Effects of alpha-lipoic acid on LPS–induced acute lung injury in rat

• Main Authors: Ying-Chieh ,Lin, 林盈潔
• Other Authors: Tz-Chong ,Chou
• Format: Others
• Language: zh-TW
• Published: 2007
• Online Access: http://ndltd.ncl.edu.tw/handle/95580320763564703748

碩士 === 國防醫學院 === 生理學研究所 === 95 === Acute lung injury（ALI）is a serious and devastating clinical syndrome with high mortality. Clinically, it is characterized by refractory hypoxemia, reduced lung compliance, and the presence of diffuse pulmonary infiltrates on chest radiograph. The predisposing factors are including pulmonary or non-pulmonary diseases. The current clinical therapeutic strategies for acute lung injury still limited in supportive care and the mortality remains high.
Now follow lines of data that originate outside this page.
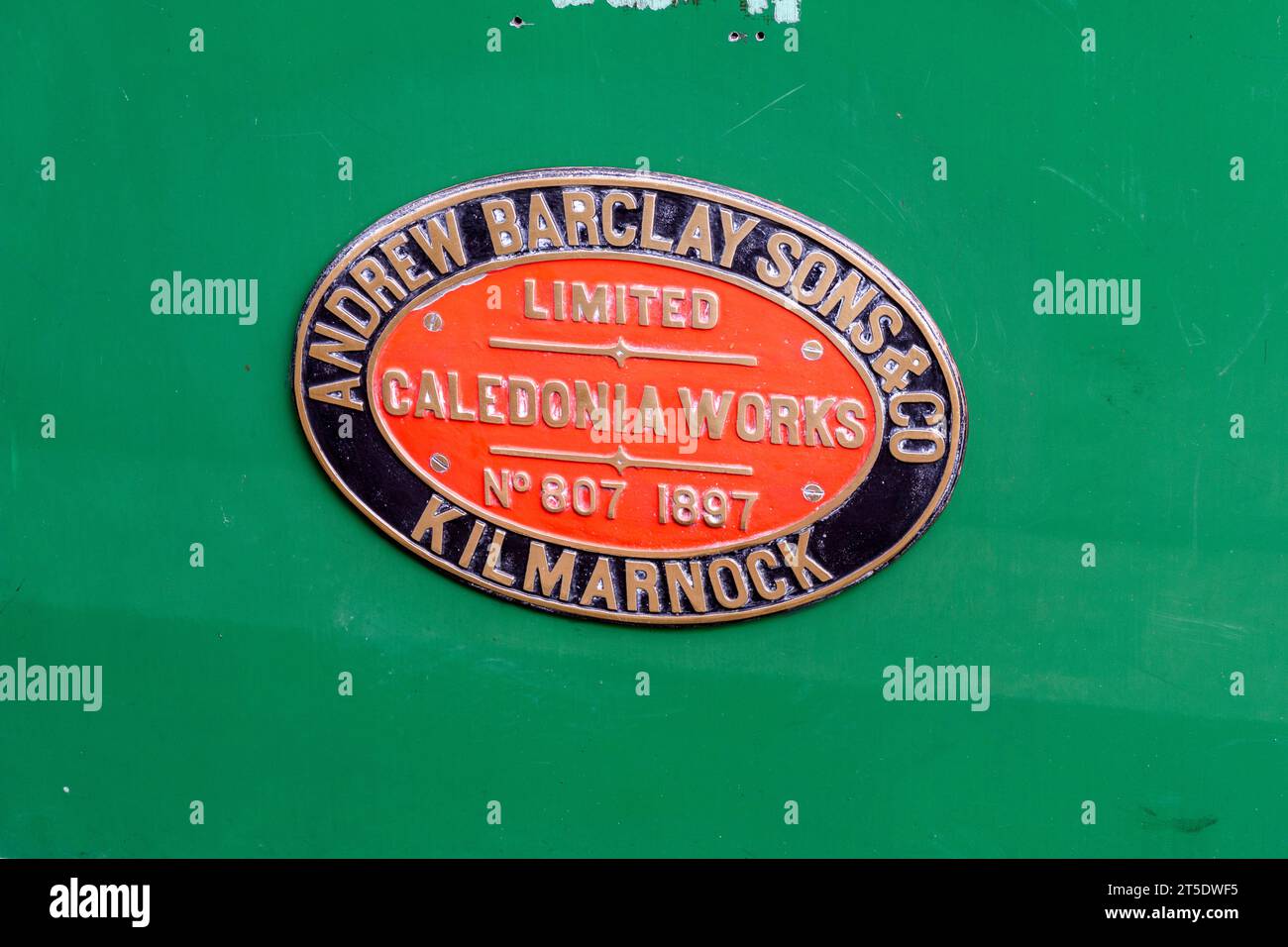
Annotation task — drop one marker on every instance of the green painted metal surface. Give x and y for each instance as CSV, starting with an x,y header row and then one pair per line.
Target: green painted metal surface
x,y
1111,684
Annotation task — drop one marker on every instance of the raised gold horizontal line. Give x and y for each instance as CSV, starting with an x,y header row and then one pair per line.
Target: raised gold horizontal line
x,y
619,351
621,460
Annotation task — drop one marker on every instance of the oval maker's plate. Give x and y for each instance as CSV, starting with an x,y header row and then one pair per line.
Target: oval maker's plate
x,y
634,397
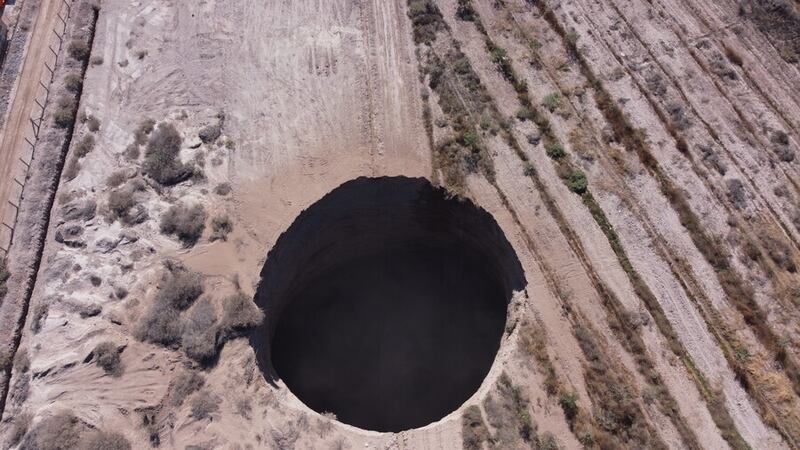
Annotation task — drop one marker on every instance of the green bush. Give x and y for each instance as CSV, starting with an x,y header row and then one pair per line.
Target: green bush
x,y
569,404
185,222
576,181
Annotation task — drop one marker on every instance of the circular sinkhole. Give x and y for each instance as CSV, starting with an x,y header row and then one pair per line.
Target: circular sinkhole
x,y
386,303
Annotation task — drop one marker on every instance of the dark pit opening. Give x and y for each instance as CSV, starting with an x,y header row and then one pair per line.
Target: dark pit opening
x,y
386,303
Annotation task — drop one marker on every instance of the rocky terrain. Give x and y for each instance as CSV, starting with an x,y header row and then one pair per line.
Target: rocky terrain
x,y
639,157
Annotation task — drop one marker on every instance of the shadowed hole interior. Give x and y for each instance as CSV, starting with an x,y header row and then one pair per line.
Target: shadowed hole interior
x,y
386,303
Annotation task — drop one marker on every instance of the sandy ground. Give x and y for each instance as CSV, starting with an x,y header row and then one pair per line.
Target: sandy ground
x,y
17,130
316,93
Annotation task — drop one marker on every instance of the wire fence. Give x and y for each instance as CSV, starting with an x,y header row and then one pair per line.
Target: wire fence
x,y
33,124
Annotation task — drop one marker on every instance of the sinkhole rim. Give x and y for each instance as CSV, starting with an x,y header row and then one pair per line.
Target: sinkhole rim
x,y
426,211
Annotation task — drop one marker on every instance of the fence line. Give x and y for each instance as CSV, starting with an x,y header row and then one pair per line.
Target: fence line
x,y
35,120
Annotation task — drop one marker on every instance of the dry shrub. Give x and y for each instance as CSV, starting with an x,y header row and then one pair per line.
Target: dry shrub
x,y
22,363
733,56
210,133
186,222
73,82
58,432
161,156
223,189
736,193
199,337
221,226
84,146
161,323
185,384
780,252
143,130
120,202
507,411
116,179
473,429
93,124
64,116
105,440
106,355
38,314
78,49
426,20
180,289
4,275
204,404
239,312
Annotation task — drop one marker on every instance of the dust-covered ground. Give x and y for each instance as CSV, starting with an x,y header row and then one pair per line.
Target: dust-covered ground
x,y
640,157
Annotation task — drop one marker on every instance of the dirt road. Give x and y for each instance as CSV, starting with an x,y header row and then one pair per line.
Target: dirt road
x,y
17,126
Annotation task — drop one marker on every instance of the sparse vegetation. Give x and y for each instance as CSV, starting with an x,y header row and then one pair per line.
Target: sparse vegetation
x,y
105,440
93,124
221,226
161,156
185,222
180,288
239,312
199,336
555,150
4,276
38,314
84,146
73,82
473,429
223,189
58,432
210,133
204,404
120,201
78,49
106,356
116,179
576,181
507,410
552,101
64,116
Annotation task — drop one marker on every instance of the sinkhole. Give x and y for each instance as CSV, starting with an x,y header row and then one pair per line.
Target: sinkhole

Recent evidences suggest that severe oxidative stress is experienced by patients with ALI, and relieving oxidative stress might be ameliorate lung tissue injury. Alpha-lipoic acid（ALA）, a dithiol compound, is a crucial prosthetic group of various cellular enzymatic complexes and also serves as a critical role in redox. Recently, ALA has been identified as a potent antioxidant therapeutic agent in the prevention or treatment of diseases with high oxidative stress. The LPS intratracheal instillation (IT) method is a frequent used animal model for studying direct acute lung injury. In the present study, we built up a reliable LPS-induced lung injury murine model.In addition, we evaluated the effects of ALA on this animal model. After IT with LPS（5 mg/kg）, and rats were sacrificed at 0, 2, 6,12 and 18 hours after IT. Acute lung injuries were evidenced by increased lung tissue wet/dry ratio and myeloperoxidase（MPO）activity of lung, as well as enhanced PMN counts, protein leakage, and TNF-α,IL-6, IL-1β,MIP-2, CINC-1 levels in bronchoalveolar lavage fluid (BALF) accompanied by pathological changes. Animals received pretreatment with ALA one hour prior LPS IT instillation and sacrificed at 6 hours later. ALA significant alleviated lung injury severity. In further, the proinflammatroy cytokines (TNF-α, IL-1β and IL-6), MIP-2, systemic ROS were significantly suppressed. Meanwhile, ALA inhibited LPS-induced inducible nitric oxide synthase (iNOS) gene expression but upregulated of heme oxygenase-1 (HO-1) gene expression in lung tissue. In conclusion, we demonstrated that ALA has beneficial effect in LPS-induced ALI by inhibition of pro-inflammatory cytokines, chemokines, ROS formation and iNOS expression, but enhancement of HO-1 expression.